Directed applications provide a more robust
framework for natural language than open-ended ones. It’s easier to find out
where someone wants to eat dinner than it is to ask "What would you like
to find on the Web?" To make a successful directed application, the dialog
flow must be smooth. Prompts must guide the user to say information the system
needs, and the grammars must encompass what users will most commonly say.

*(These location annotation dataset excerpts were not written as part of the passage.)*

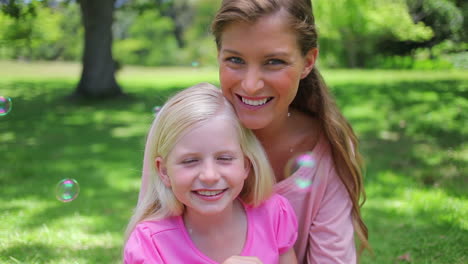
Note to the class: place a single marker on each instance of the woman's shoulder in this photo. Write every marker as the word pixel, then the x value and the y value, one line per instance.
pixel 276 204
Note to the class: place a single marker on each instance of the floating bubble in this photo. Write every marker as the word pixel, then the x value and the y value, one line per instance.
pixel 306 160
pixel 156 110
pixel 67 190
pixel 5 105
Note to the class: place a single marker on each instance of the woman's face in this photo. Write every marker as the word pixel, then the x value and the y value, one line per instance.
pixel 260 69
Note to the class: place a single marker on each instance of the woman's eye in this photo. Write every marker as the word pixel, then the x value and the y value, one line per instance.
pixel 235 60
pixel 188 161
pixel 275 62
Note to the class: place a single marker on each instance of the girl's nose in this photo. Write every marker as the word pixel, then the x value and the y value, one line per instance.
pixel 253 81
pixel 209 173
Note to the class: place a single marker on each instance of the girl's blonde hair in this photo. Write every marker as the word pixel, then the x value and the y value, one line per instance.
pixel 313 96
pixel 186 109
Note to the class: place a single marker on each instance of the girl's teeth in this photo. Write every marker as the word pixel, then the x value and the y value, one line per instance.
pixel 254 102
pixel 209 193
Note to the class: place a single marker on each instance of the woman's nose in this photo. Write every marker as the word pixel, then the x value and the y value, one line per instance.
pixel 253 81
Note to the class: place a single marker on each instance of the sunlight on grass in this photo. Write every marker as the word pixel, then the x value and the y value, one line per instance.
pixel 407 198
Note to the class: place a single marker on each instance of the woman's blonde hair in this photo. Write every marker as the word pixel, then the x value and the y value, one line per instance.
pixel 186 109
pixel 313 96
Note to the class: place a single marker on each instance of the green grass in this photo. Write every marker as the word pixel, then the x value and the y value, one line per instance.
pixel 412 125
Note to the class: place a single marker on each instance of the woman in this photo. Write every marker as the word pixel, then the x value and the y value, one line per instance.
pixel 267 51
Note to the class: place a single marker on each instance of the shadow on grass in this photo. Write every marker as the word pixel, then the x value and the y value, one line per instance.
pixel 415 128
pixel 43 253
pixel 47 138
pixel 419 235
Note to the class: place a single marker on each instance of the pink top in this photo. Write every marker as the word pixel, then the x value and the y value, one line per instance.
pixel 323 208
pixel 271 231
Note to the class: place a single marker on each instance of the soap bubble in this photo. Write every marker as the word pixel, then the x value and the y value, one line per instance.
pixel 5 105
pixel 156 110
pixel 67 190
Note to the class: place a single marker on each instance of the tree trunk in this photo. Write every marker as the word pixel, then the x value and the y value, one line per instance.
pixel 98 73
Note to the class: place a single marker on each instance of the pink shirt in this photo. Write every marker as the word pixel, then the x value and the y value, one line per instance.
pixel 271 231
pixel 323 208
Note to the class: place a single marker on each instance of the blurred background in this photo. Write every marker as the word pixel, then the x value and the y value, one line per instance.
pixel 79 82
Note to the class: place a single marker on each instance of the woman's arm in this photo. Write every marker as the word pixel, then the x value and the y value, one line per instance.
pixel 289 257
pixel 331 236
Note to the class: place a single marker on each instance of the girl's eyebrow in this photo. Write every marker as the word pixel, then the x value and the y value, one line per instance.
pixel 231 51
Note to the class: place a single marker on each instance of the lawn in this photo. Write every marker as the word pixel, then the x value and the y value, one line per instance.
pixel 412 126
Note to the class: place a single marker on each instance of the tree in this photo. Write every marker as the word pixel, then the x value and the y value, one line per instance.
pixel 98 74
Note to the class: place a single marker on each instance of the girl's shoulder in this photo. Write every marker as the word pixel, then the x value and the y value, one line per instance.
pixel 275 207
pixel 154 227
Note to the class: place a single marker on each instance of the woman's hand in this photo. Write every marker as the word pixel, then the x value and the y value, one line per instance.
pixel 242 260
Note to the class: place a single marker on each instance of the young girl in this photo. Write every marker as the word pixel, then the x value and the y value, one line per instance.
pixel 206 195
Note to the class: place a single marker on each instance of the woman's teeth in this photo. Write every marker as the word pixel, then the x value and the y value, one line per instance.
pixel 254 102
pixel 209 193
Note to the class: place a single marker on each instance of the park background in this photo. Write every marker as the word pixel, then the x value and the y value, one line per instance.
pixel 398 70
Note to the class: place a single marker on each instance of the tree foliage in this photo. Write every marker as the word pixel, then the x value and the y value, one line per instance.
pixel 352 33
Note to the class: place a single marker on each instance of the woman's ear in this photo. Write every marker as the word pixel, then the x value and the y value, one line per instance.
pixel 309 62
pixel 247 166
pixel 162 171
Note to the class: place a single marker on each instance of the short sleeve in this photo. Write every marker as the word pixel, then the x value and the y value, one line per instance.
pixel 286 225
pixel 140 248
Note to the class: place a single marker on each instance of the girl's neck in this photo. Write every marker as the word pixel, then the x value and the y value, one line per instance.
pixel 213 224
pixel 219 236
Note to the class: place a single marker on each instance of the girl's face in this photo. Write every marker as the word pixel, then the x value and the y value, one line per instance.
pixel 206 169
pixel 260 66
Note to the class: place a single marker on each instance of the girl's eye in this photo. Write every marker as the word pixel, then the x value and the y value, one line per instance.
pixel 235 60
pixel 225 158
pixel 275 62
pixel 188 161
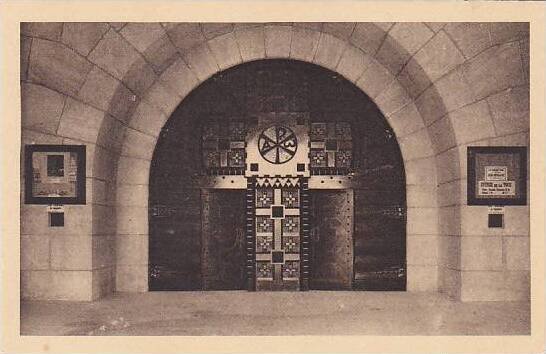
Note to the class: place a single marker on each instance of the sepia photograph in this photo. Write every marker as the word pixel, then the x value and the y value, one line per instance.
pixel 213 179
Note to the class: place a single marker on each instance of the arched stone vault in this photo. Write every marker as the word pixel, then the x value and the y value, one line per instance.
pixel 440 86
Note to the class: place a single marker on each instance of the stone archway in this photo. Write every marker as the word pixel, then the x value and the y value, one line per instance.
pixel 273 41
pixel 441 87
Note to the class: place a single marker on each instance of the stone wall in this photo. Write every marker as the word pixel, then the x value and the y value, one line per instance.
pixel 112 86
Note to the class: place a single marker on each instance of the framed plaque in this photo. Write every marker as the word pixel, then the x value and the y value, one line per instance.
pixel 55 174
pixel 497 175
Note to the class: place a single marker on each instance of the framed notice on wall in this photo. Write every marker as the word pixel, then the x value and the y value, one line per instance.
pixel 55 174
pixel 497 175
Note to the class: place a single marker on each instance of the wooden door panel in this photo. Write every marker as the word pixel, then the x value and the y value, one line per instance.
pixel 332 245
pixel 223 253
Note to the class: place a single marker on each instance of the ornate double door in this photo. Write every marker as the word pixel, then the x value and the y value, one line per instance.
pixel 278 225
pixel 277 176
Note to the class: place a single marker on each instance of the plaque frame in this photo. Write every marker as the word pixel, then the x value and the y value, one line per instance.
pixel 80 185
pixel 472 173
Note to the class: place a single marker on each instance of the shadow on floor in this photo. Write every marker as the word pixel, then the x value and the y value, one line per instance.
pixel 274 313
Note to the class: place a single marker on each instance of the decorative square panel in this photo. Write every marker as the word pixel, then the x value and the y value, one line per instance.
pixel 211 158
pixel 343 131
pixel 290 198
pixel 237 131
pixel 291 225
pixel 236 158
pixel 344 159
pixel 291 270
pixel 291 244
pixel 264 270
pixel 223 144
pixel 277 257
pixel 331 145
pixel 277 211
pixel 210 131
pixel 264 244
pixel 264 197
pixel 264 224
pixel 318 131
pixel 318 158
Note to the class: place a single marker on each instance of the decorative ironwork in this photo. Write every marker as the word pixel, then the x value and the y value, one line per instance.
pixel 277 144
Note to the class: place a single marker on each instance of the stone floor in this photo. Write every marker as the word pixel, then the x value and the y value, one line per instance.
pixel 274 313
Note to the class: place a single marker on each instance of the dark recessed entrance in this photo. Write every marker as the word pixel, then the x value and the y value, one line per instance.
pixel 331 212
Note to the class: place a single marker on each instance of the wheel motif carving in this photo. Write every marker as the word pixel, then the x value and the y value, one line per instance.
pixel 277 144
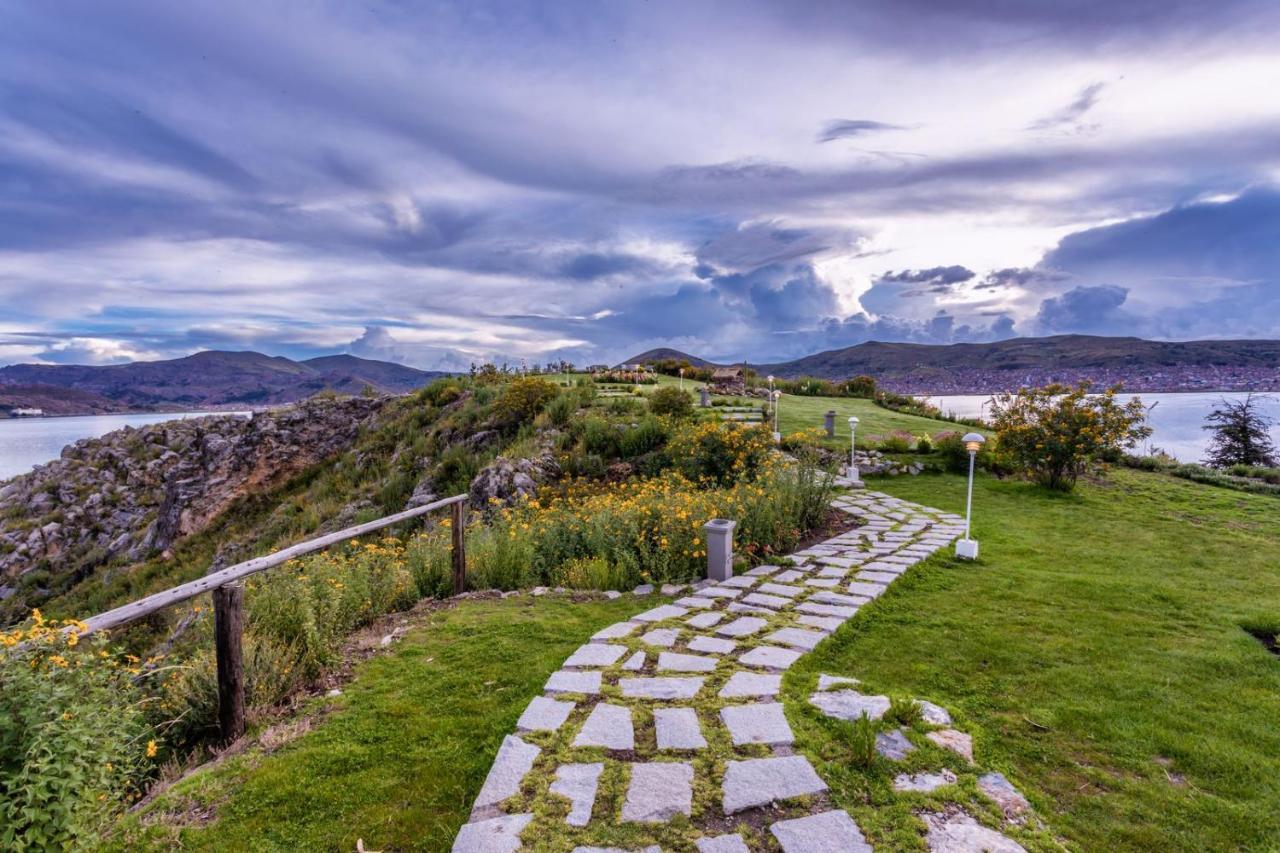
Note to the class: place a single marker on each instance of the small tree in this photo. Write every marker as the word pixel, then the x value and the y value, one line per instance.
pixel 1055 432
pixel 1242 434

A barrier to creating these speech
recognition applications is cost and time. During an application's pilot
phases, problems are discovered and addressed. However, making changes at this
point is difficult, and time to fix problems is often not included in the
schedule. Any work up front that can eliminate basic problems will save time
and money, as well as keeping initial users less frustrated. Usability tests
can be conducted within a predetermined time, and be built into the project's
schedule.
The surest way to get your users to never
call your system again is by giving them a frustrating experience. If users
have a bad experience with one speech recognition system, they will be that
much more reluctant to try out a new one, even if it’s ten times better. If we
want natural language interfaces to succeed, we need tools to create intuitive,
robust applications.
Before writing the application and signing
off on a design dialog specification, a WOZ prototyping tool can be used to do basic
testing. Real users can respond to prompts and give valid responses that may
have not been considered. Real users will uncover awkward areas in the dialog
flow, or show confusion when prompts do not give enough information.
Such a tool could also be used for
experimentation with new methods, such as error recovery and prompt style. All
of these experiments and studies can provide valuable information for the next
time an application is designed.
The practical side is that customers need to
roll out products, and do not have the time to continuously tweak the
application after the pilot stage. Every pilot will uncover new issues and
problems, but in reality the product must be delivered, imperfections and all.
Using a prototyping tool is an up front cost that can be built into the
development cycle, and have a set completion date. With tools like these, we
can improve the development of natural language applications and create an
experience a user will want to repeat.